For us, TAASS being co-chaired by Penn Police is the most appalling aspect of this Task Force, as it completely ignores how anti-Asian violence also includes forms of state violence such as incarceration, deportation, and war. Although President Biden condemned anti-Asian xenophobia during his first presidential speech on March 11, 2021, his administration deported 33 Vietnamese migrants just four days later. Several of the deported community members were formerly incarcerated refugees, who were displaced by U.S. militarism as infants during the American Cold War interventions in Southeast Asia. The co-existence of these truths deeply illuminates the true insidious nature of anti-Asian violence, and TAASS is complicit in upholding this violence by appointing Penn Police as its co-chair. 

At best, this Task Force is performative, and it is another manifestation of Penn’s utter blindness to its students’ real needs, as it does not address the lack of support internally for AAPI students on our campus with regards to student life or academics. ASAM and PAACH are incredibly under-resourced, yet Penn somehow has the money to build a new task force to divert funds away from communities necessary to Penn’s Asian and Asian American community. PAACH is an intentional community that houses a number of student organizations that support Asian and Asian American students of all experiences. Like ASAM, it too has struggled to hire an Associate Director for the past two years. The struggles of our already existing and vital Asian and Asian American spaces on campus are symptomatic of the University’s indifference toward the communities Penn claims to uplift, particularly those of students of color. 

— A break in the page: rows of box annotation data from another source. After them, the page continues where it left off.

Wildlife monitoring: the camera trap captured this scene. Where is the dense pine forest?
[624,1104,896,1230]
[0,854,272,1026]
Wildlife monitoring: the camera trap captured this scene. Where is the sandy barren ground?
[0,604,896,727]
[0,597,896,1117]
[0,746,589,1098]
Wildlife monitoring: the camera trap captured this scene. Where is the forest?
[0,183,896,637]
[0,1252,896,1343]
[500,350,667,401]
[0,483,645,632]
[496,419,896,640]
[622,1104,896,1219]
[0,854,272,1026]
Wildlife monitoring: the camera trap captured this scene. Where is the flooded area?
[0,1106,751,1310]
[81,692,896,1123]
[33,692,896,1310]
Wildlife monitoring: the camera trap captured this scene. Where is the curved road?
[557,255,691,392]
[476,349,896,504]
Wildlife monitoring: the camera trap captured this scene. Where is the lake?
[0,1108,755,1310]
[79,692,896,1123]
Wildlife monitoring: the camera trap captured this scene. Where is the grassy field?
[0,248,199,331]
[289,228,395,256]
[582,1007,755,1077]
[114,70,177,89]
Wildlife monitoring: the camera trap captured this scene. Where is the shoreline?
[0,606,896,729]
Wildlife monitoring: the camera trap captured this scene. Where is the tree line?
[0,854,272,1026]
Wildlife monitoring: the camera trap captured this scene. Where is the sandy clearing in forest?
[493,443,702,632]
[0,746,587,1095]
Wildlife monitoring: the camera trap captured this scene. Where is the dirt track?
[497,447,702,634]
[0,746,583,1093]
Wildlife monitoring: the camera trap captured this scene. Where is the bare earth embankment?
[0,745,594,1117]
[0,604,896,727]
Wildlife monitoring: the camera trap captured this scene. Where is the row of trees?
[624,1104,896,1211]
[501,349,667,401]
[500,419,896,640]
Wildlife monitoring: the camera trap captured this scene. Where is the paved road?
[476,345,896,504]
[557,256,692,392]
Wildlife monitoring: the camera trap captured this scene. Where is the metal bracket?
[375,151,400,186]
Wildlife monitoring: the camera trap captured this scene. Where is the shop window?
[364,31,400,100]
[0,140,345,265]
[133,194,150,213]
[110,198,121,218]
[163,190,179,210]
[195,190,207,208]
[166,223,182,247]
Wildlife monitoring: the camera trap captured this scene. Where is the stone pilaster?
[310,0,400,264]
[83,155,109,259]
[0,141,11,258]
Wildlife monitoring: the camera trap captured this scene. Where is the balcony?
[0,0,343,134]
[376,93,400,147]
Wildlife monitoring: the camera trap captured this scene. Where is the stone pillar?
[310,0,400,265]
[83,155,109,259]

On behalf of campus student organizers — namely our Black, Indigenous, Latinx, Asian, queer, FGLI, and non-citizen peers — we, the ASAM UAB are tired of the urgent necessity of our labor that so often amounts to the hours of a part-time job from which no sincere, meaningful change is enacted. We as students should not have to fight to have our own personhood recognized by the University, and we are tired of our labor remaining invisible while the University continues to tout our work as their own virtuous charity. We are tired of Penn’s disregard of the needs of students of color, and we are tired of only being visible to the University when our feelings of sadness and rage in response to devastating violence become an opportunity for Penn to advertise its “commitment” to diversity and inclusion. However, we must continue to holding this University accountable in ensuring that our needs are met, and we need your support. Enroll in ASAM courses, go to ASAM events, join the ASAM UAB, and support the other ethnic studies programs at Penn (AFRC, LALS, NAIS)! Learn the history of these movements on our campus, and JOIN THEM. All our liberations are connected, and we should always demand more from our university.